AE 09: Data Import - Suggested Answers
Application exercise
Packages
We will use the following two packages in this application exercise.
- tidyverse: For data import, wrangling, and visualization.
- readxl: For importing data from Excel.
Warm Up
Recreate the Plot
- Let’s read in our data we created last time:
fisheries_summary <- read_csv("data/fisheries_summary.csv")
Rows: 5 Columns: 4
── Column specification ────────────────────────────────────────────────────────
Delimiter: ","
chr (1): continent
dbl (3): min_aq_prop, max_aq_prop, mean_aq_prop
ℹ Use `spec()` to retrieve the full column specification for this data.
ℹ Specify the column types or set `show_col_types = FALSE` to quiet this message.
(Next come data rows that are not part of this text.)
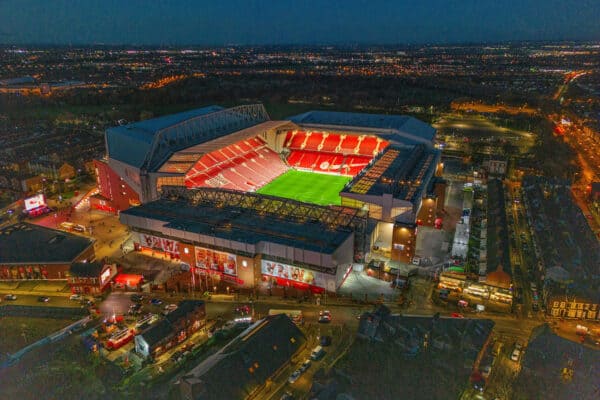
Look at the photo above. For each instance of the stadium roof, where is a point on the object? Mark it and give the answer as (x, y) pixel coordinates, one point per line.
(148, 144)
(403, 171)
(32, 244)
(182, 160)
(82, 269)
(400, 128)
(251, 218)
(249, 359)
(130, 143)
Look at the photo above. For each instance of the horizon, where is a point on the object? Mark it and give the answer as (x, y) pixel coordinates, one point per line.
(314, 22)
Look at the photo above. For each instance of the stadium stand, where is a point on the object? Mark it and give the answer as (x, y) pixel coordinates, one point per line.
(246, 165)
(332, 152)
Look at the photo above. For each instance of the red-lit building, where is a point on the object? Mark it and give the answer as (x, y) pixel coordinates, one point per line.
(29, 251)
(114, 193)
(91, 278)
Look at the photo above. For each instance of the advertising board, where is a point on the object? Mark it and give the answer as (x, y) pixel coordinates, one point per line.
(296, 274)
(216, 261)
(35, 202)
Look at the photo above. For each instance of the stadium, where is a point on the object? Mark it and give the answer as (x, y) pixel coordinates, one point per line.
(249, 200)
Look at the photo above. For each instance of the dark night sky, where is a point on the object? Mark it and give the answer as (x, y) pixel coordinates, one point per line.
(204, 22)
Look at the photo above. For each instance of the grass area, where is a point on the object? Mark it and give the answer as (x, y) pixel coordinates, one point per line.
(18, 332)
(308, 187)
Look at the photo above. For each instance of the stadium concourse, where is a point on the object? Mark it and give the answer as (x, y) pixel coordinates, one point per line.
(297, 202)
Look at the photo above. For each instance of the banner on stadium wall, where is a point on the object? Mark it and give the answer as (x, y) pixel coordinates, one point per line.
(155, 242)
(216, 261)
(296, 274)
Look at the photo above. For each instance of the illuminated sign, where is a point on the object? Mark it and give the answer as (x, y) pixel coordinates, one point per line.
(35, 202)
(105, 276)
(216, 261)
(296, 274)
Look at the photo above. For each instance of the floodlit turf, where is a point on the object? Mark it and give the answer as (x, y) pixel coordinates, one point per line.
(308, 187)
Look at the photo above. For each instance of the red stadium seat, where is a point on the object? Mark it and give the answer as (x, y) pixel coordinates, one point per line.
(331, 143)
(348, 144)
(246, 165)
(368, 145)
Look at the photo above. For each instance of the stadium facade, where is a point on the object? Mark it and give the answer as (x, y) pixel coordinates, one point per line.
(198, 182)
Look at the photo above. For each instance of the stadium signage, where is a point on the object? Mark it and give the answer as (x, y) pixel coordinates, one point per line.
(155, 242)
(216, 261)
(292, 273)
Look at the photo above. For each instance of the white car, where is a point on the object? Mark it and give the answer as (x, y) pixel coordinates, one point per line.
(516, 354)
(305, 365)
(294, 377)
(170, 307)
(324, 316)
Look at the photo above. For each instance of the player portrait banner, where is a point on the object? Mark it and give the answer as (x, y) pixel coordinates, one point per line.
(296, 274)
(216, 261)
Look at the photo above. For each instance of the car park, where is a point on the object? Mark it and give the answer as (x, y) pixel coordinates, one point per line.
(135, 309)
(177, 356)
(325, 340)
(169, 307)
(486, 371)
(136, 298)
(305, 365)
(294, 377)
(287, 396)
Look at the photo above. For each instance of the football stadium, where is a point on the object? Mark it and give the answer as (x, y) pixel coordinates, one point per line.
(249, 200)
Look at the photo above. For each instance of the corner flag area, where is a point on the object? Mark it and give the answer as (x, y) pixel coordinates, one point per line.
(308, 187)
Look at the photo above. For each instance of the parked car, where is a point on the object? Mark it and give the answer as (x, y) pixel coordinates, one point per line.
(136, 298)
(294, 377)
(516, 354)
(177, 356)
(287, 396)
(305, 365)
(324, 316)
(485, 371)
(325, 341)
(169, 307)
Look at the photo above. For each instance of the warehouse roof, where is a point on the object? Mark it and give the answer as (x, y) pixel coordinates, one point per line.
(25, 243)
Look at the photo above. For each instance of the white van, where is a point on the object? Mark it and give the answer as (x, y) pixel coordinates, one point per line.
(317, 353)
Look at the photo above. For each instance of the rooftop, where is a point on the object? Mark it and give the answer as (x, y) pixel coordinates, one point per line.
(148, 144)
(401, 128)
(130, 143)
(91, 270)
(402, 171)
(251, 218)
(163, 328)
(25, 243)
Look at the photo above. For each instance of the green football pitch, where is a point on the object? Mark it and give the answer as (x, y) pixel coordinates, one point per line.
(308, 187)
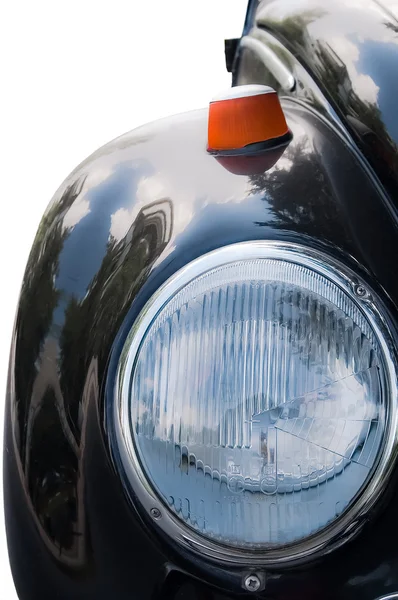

- Take a glimpse of your data set below.
# insert code here
- Demo: Recreate the following plot using the data frame you have developed so far.
fisheries_summary |>
ggplot(
aes(x = mean_aq_prop, y = fct_reorder(continent,mean_aq_prop))
) +
geom_col() +
labs(
x = "",
y = "",
title = "Average share of aquaculture by continent",
subtitle = "out of total fisheries harvest, 2016",
caption = "caption goes here!"
) +
scale_x_continuous(labels = scales::percent) +
theme_classic() +
theme(axis.text.x = element_blank(), axis.ticks = element_blank())
Data Import
Nobel winners
-
Demo: Load the data from the
data
folder and assign it tonobel
. Confirm that this new object appears in your Environment tab.
#| label: data-import
nobel <- read_csv("data/nobel.csv")
Rows: 935 Columns: 26
── Column specification ────────────────────────────────────────────────────────
Delimiter: ","
chr (21): firstname, surname, category, affiliation, city, country, gender,...
dbl (3): id, year, share
date (2): born_date, died_date
ℹ Use `spec()` to retrieve the full column specification for this data.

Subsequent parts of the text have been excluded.